CORREIO DE LAGOS – O presidente da Junta de Freguesia de Sagres está nesta luta como pescador ou como Presidente da Junta.
FERNANDO SANTANA - Acompanho o problema provocado pela legislação respeitante à restrição da pesca lúdica apenas como autarca. Apesar de trabalhar na Doca Pesca e em contacto directo com os pescadores e outros profissionais desta actividade, é como Presidente da Junta que acompanho o problema.
C. de L. - Mas também é pescador?
F. S. - Gosto muito de peixe e, particularmente, de sargos, mas não sou pescador.
C. de L. - Esta limitação da pesca a apenas alguns dias é para proteger as espécies ou para penalizar os pescadores?
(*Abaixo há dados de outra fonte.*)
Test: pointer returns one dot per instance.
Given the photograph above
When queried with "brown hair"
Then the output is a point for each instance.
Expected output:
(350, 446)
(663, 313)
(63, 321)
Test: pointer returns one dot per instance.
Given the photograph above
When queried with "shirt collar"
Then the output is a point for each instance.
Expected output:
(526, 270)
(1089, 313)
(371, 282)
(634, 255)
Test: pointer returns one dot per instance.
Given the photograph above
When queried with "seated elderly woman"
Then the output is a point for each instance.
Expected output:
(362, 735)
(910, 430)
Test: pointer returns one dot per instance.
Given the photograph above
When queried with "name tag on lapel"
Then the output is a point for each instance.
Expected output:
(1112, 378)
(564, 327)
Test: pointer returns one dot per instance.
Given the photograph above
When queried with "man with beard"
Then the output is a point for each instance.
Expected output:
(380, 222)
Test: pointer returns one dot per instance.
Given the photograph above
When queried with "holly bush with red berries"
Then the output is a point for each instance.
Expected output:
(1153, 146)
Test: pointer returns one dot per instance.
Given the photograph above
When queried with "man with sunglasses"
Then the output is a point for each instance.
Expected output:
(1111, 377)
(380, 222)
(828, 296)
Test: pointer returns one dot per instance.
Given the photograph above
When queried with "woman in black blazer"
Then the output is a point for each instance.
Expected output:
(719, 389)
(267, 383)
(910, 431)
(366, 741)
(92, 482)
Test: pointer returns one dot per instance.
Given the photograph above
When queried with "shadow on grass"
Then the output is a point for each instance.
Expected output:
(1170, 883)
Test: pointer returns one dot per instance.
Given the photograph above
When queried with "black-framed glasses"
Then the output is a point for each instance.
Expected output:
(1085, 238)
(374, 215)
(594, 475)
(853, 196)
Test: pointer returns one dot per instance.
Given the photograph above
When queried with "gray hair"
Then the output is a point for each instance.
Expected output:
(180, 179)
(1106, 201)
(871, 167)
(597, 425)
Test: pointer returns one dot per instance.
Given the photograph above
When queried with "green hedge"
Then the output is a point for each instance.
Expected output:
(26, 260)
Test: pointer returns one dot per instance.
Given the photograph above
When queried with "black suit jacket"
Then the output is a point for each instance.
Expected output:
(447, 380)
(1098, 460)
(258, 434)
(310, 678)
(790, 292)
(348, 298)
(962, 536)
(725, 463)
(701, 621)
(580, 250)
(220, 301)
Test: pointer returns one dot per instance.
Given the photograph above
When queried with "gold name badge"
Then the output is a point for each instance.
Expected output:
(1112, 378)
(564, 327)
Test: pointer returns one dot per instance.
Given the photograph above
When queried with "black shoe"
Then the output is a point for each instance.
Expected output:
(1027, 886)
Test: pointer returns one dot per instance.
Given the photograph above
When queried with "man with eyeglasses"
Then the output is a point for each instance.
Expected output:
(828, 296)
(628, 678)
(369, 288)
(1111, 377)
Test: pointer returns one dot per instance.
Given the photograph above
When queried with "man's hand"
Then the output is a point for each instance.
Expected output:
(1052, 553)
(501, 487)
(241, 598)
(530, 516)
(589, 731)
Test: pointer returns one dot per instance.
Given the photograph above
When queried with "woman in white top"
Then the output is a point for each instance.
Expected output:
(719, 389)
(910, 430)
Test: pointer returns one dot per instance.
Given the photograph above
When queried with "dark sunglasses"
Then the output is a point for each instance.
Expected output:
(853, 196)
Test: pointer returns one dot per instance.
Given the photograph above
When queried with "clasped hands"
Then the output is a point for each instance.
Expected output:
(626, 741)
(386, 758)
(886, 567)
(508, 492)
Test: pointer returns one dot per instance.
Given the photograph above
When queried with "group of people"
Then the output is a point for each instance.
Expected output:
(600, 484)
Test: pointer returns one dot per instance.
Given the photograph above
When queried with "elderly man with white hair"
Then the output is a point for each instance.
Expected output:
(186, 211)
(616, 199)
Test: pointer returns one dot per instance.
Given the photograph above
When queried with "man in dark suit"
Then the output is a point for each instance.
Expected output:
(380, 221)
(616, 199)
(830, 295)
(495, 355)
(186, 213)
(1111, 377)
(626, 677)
F. S. - Em meu entender, esta legislação não vem beneficiar as espécies. Como é que quem se dedica a este tipo de pesca é penalizado e outros não o são? Esta legislação penaliza uns, os que menos pescam, e beneficiam outros, os que mais pescam. Todos têm os mesmos direitos e todos devem pescar. Essa coisa de chamar pesca lúdica, só se for para os senhores de Lisboa que vêm para cá pescar. As pessoas destes quatro concelhos vão à pesca porque sempre o fizeram. Faz já parte da tradição, do seu modo de vida e da própria economia familiar. Assim como tratam do seu quintal e da sua horta para poderem colher alguns produtos agrícolas, também vão à pesca para arranjar mais alguma coisa para viver.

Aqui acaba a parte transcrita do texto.